First of all, you are ignoring the dimensionality of the problem. Images are very high-dimensional. Let's say an image has a resolution of $256 \times 256$, which means each image has $65,536$ pixels. ImageNet images are RGB, so each image has 3 channels, resulting in $196,608$ pixels per image. Now, the whole dataset ($1.3$m images) has more than $255$ billion pixels associated with its images.
Because filters work at pixel-level, the information it gains from one image is more than what a regular ML algorithm would gain from a single training example.

As you can see, the kernel (whose weights you want to update, and accounts to 9 parameters in this case) is much smaller than the input image. It would be a mistake to consider a single image (of around $200,000$ pixels as we say previously) as only capable of updating one parameter.
Secondly, the input of each layer changes from layer to layer, because of the sequential nature of the network. The second layer sees the output of the first,and so on... This means that the second layer's filters won't see the same image as the first and in fact, as training progresses, their input will also gradually change (because the first layer's filters will be getting more effective).
By the time it reaches let's say the $M^{th}$ layer, the input will have changed a lot from the original image, so it would be a mistake to consider that the original image is updating the totality of the parameters in the network.

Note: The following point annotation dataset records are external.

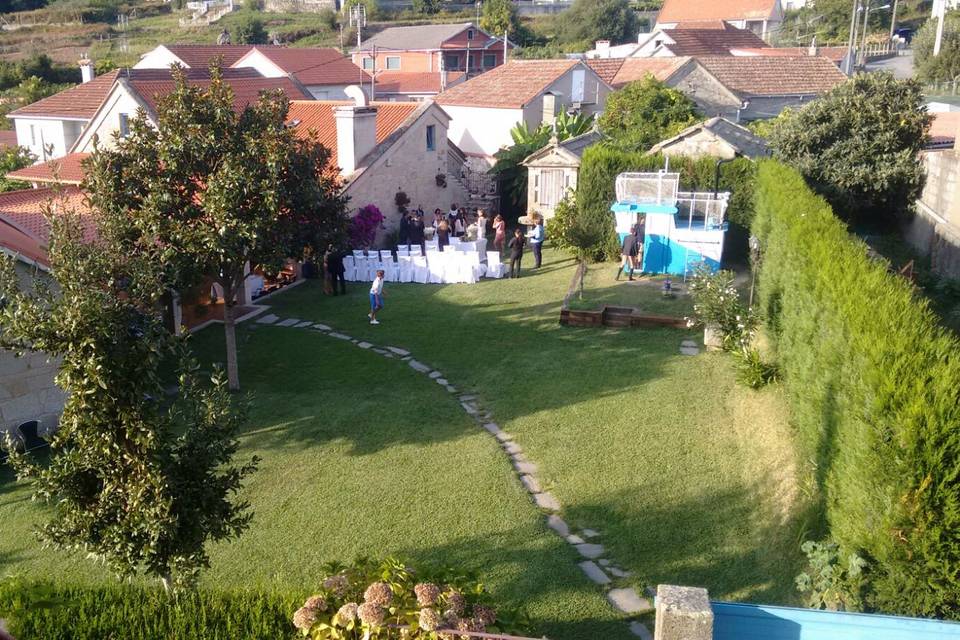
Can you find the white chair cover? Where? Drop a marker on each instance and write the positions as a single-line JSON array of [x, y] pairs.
[[421, 272], [349, 268], [405, 268], [495, 266]]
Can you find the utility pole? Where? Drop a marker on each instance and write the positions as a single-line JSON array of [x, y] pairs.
[[848, 63], [939, 9]]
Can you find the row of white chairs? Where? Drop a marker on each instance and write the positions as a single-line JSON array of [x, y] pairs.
[[436, 267]]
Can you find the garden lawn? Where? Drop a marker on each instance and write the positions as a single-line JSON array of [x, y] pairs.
[[643, 293]]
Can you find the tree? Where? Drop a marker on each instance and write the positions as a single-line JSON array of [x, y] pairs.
[[250, 31], [858, 146], [220, 190], [946, 66], [590, 20], [134, 481], [11, 159], [510, 172], [645, 112], [501, 16]]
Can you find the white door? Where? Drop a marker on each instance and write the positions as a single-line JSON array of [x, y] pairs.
[[579, 77]]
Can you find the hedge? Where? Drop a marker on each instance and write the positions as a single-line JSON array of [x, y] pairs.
[[601, 164], [874, 389], [42, 610]]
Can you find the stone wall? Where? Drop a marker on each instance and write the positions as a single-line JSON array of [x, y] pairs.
[[935, 229]]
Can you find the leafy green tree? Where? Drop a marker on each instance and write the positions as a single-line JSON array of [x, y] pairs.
[[510, 172], [428, 7], [858, 146], [133, 481], [250, 30], [645, 112], [946, 66], [11, 159], [220, 190], [590, 20], [499, 17]]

Thirdly, data augmentation is also a thing. By making simple random transformations to each image (flips, shifts, scales, rotations, brightness/contast adjustments etc.) the network is tricked into thinking that this is a totally new image. This can exponentially increase the size of the dataset.
Finally, you should take a look at where the parameters in a network are. The VGG19 architecture does have more than $143$ million, but around $124$m of those are from the last 3 FC layers. In fact the first of the three layers has around $103$m parameters on its own! This is a very inefficient network design and that the research community has strayed far from recently. A more representative network you should look at is the ResNet architecture. For example a 50-layer ResNet (much deeper than the 19-layered VGG) consists of just around $25$m parameters, while achieving a similar -if not better- performance.